The committee addressed a judge’s use of “electronic social media,” defined as Internet-based electronic social networking sites that “require an individual to affirmatively join and accept or reject connection with particular persons.”

In discussing the application of the Model Code of Judicial Conduct, the committee said that “while sharing comments, photographs, and other information, a judge must keep in mind the requirements of Rule 1.2 that call upon the judge to act in a manner that promotes public confidence in the judiciary.”

The committee said that a “judge should not form relationships with persons or organizations that may violate Rule 2.4(C) by conveying an impression that these persons or organizations are in a position to influence the judge.”

In addition, the committee cautioned that particular care should be taken that interactions with social media don’t violate rules prohibiting a judge from offering legal advice and commenting on a pending matter before the court.

“A judge must also take care to avoid comments and interactions that may be interpreted as ex parte communications concerning pending or impending matters in violation of Rule 2.9(A), and avoid using any ESM site to obtain information regarding a matter before the judge in violation of Rule 2.9(C),” the committee said.
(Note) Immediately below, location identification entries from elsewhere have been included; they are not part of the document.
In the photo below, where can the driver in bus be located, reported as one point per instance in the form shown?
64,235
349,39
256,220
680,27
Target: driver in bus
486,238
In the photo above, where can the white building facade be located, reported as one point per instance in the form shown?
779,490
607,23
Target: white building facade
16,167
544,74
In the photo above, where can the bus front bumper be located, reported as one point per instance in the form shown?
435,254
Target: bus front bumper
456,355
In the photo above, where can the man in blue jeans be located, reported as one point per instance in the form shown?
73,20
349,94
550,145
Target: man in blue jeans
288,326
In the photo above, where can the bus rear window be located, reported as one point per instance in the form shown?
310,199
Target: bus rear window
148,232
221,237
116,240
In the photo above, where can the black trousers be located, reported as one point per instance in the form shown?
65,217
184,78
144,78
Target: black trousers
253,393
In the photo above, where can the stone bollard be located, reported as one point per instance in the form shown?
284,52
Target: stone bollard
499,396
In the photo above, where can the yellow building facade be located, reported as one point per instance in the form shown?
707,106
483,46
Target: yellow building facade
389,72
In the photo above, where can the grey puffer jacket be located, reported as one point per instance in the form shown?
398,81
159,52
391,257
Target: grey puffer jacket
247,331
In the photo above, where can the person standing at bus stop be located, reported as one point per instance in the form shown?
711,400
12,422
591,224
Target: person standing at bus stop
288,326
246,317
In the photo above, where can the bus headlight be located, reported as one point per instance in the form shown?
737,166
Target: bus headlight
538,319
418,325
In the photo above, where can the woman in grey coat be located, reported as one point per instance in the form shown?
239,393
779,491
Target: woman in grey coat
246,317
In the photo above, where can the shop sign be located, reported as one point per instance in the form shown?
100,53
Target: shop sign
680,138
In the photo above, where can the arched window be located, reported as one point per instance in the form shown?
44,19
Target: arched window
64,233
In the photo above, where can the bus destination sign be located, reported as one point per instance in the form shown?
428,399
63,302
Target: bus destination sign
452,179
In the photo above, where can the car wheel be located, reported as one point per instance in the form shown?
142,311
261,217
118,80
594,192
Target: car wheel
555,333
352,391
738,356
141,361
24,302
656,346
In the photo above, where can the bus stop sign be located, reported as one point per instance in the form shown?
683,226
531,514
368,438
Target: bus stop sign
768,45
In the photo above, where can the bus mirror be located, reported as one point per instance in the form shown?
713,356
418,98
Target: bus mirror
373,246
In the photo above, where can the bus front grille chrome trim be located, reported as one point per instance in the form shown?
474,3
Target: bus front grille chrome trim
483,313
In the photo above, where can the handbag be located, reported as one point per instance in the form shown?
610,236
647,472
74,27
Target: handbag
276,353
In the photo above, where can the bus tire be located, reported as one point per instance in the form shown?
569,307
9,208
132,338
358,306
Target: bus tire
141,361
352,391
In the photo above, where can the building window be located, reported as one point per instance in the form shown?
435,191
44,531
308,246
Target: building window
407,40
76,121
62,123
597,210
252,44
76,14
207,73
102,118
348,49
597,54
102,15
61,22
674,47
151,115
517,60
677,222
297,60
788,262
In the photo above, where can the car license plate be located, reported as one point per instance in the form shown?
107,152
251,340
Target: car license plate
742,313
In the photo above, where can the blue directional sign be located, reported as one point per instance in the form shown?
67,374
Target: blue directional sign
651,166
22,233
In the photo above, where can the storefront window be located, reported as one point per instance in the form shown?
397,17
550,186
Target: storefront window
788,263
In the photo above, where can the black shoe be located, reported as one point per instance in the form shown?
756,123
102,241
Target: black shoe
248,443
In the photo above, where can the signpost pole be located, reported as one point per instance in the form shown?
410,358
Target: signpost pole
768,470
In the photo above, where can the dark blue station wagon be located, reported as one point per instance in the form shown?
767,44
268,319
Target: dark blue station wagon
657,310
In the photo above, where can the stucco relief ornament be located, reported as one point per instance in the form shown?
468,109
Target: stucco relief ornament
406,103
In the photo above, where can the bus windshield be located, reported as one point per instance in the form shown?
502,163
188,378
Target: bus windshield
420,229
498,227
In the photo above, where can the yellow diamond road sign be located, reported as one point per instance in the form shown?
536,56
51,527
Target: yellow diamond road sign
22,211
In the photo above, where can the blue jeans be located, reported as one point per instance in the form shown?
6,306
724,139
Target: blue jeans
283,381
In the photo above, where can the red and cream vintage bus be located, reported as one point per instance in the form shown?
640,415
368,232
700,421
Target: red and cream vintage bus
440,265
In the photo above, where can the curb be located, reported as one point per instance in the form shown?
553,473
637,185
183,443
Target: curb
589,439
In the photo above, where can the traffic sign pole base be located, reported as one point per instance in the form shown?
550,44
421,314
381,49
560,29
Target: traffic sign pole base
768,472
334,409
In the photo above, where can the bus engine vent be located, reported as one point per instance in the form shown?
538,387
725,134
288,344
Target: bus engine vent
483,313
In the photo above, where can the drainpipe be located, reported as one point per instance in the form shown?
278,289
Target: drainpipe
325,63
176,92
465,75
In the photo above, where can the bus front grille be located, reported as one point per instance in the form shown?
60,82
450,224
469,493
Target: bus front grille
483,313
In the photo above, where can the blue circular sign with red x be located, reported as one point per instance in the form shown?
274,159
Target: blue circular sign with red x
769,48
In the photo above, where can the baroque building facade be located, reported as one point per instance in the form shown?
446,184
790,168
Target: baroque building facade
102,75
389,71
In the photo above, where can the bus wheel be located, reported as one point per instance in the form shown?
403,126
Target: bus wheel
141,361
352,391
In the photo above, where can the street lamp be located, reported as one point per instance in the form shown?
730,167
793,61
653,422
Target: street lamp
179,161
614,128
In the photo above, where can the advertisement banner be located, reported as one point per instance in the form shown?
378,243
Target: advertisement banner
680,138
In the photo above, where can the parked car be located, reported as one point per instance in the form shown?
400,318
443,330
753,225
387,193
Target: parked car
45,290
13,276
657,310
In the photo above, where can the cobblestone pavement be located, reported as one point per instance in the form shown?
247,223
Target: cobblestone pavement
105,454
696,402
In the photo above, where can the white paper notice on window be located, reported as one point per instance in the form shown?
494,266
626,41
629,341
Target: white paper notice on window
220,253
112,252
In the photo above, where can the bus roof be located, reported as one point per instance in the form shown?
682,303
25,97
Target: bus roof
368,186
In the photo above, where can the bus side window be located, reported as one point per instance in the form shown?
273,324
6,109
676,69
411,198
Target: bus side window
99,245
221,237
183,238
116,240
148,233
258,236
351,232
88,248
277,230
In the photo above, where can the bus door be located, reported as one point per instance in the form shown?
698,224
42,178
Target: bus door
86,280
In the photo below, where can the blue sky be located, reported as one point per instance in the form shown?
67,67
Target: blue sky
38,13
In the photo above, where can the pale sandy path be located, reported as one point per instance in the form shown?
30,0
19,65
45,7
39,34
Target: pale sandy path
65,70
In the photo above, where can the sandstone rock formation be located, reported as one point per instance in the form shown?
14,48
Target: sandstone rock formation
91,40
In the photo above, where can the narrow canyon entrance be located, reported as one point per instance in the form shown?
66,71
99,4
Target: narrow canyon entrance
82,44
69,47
The committee also addressed the issues of disclosure and disqualification that arise when a judge uses social media sites used by lawyers and others who may appear before the judge.

As a starting point, the committee said that a judge “who has an ESM connection with a lawyer or party who has a pending or impending matter before the court must evaluate that ESM connection to determine whether the judge should disclose the relationship prior to, or at the initial appearance of the person before the court.”

Emphasizing the importance of the context of the interaction, the committee said that a judge “should disclose on the record information the judge believes the parties or their lawyers might reasonably consider relevant to a possible motion for disqualification even if the judge believes there is no basis for the disqualification.”

The committee also discussed the use of electronic social media in judicial campaigns “Websites and ESM promoting the candidacy of a judge or judicial candidate may be established and maintained by campaign committees to obtain public statements of support for the judge’s campaign so long as these sites are not started or maintained by the judge or judicial candidate personally,” the committee said.

In addition, the committee warned of the danger of a rules violation when a judge interacts with the web content of other judicial candidates.

“Some ESM sites allow users to indicate approval by applying ‘like’ labels to shared messages, photos, and other content,” the committee said. “Judges should be aware that clicking such buttons on others’ political campaign ESM sites could be perceived as a violation of judicial ethics rules that prohibit judges from publicly endorsing or opposing another candidate for any public office.”